I requested mysqldump. The answer was no. Please just see the following thread.
viewtopic.php?p=805040#p805040

I understand the situation.
So I drop my request for a mysqldump.

bart wrote:I don't see why people would want to look at our software.
It's the database that's interesting, and you can browse it through our api.

As we are not satisfied with the current API.
I can't synchronized my database with the one at LibriVox.
The book 47 (Count of Monte Cristo) is a good example.
After looking the code I might find out a solution, which is not documented.
Or I can make a suggestion how to improve it.

vpanayotov wrote:BTW does anyone know if someone is still working on the API?

I bet nobody is working. So we have to wait for 'being open sourced'.

Cheers,
Masa

Post by **bart** » March 16th, 2014, 5:23 am

I'm sorry but 'going open source' was never announced and will never happen.
We do want to extend the api, but only if we find the funds.

Bart

Cori · Post by **Cori** » March 16th, 2014, 5:34 am

Open sourcing was a part of the Mellon funding agreement, Bart.
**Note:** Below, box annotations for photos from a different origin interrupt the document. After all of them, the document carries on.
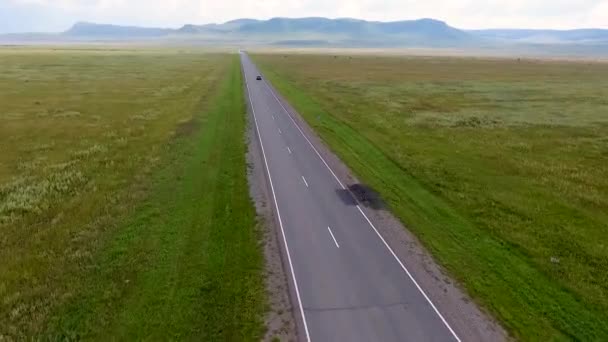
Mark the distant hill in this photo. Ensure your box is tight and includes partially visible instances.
[0,17,608,51]
[58,18,472,46]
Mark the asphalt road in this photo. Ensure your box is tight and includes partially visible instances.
[241,53,459,342]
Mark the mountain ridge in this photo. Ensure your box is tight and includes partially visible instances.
[0,17,608,47]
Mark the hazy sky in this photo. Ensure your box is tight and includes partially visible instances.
[0,0,608,32]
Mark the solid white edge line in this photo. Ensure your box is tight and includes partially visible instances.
[327,227,340,248]
[243,56,310,342]
[264,73,461,342]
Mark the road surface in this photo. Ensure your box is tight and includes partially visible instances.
[241,53,459,342]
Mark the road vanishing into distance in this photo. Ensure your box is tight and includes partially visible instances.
[241,53,460,342]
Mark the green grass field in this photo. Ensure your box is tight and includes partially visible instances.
[254,54,608,341]
[0,48,266,340]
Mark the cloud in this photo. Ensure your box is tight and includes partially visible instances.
[0,0,608,32]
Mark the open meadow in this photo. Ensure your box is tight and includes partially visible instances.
[253,53,608,341]
[0,47,266,341]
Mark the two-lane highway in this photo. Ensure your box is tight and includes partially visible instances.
[241,53,459,341]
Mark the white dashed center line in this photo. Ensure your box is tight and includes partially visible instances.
[327,227,340,248]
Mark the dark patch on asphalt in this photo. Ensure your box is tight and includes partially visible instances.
[336,184,386,210]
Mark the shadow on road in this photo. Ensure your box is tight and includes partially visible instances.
[336,184,386,210]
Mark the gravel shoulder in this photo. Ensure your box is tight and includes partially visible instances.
[245,89,297,341]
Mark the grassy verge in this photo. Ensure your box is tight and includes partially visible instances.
[254,55,608,340]
[0,50,265,340]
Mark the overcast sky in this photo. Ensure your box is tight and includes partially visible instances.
[0,0,608,33]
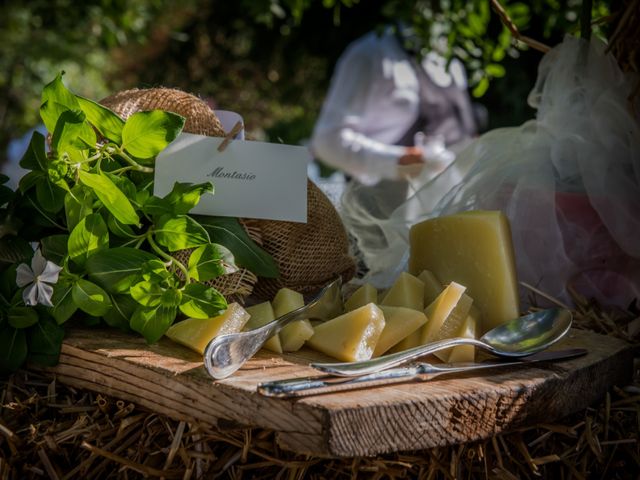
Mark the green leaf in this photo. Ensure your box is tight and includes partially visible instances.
[102,295,140,332]
[36,178,67,213]
[0,324,28,375]
[160,287,182,307]
[193,215,279,278]
[18,170,46,193]
[20,132,47,172]
[85,247,157,293]
[40,72,80,132]
[40,235,69,265]
[51,281,78,325]
[153,215,209,252]
[130,306,178,343]
[122,110,184,158]
[71,278,111,317]
[28,318,64,367]
[68,213,109,266]
[142,258,173,283]
[163,182,213,215]
[0,236,33,264]
[188,243,237,282]
[107,215,137,238]
[64,185,94,231]
[51,110,97,153]
[76,95,124,144]
[484,63,506,78]
[9,307,38,328]
[180,283,227,318]
[129,280,164,307]
[79,171,140,225]
[0,185,14,207]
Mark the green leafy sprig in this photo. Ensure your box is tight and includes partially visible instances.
[0,74,278,372]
But exactly what becomes open source and how/when is another matter. I do think that there might be some projects that would appreciate code to organise a catalogue. Or perhaps even to submit stuff to archive.org (if they're willing to work with the Archive around access and so on.) They're probably few and far between though and I fully agree with you that our code is so tightly linked with what we do and how our workflow has evolved, that it'll probably need considerable work for anyone else to fit it into their own organisation.

vpanayotov · Post by **vpanayotov** » March 16th, 2014, 6:57 am

ekzemplaro wrote: No, I don't know. Only 'will be open sourced' is announced. The date is still not given.

Thank you Masa san!
Unfortunately, judging from the other answers this may not happen anytime soon, so I guess we will have to work around the current semi-broken implementation of the API.

exemplaro wrote: The following is my method.
#! /bin/bash
#
URL_HEAD='https://librivox.org/api/feed/audiobooks/?id='
URL_TAIL='&extended=1&format=json'
for id in {8520..8560}
do
url=$URL_HEAD$id$URL_TAIL
curl -k $url > "ex_"$id".json"
done
#

I see, thank you - so you are basically iterating over a predefined range of ids, and I guess you are somehow filtering out the '{"error":"Audiobooks could not be found"}' entries later.

Vassil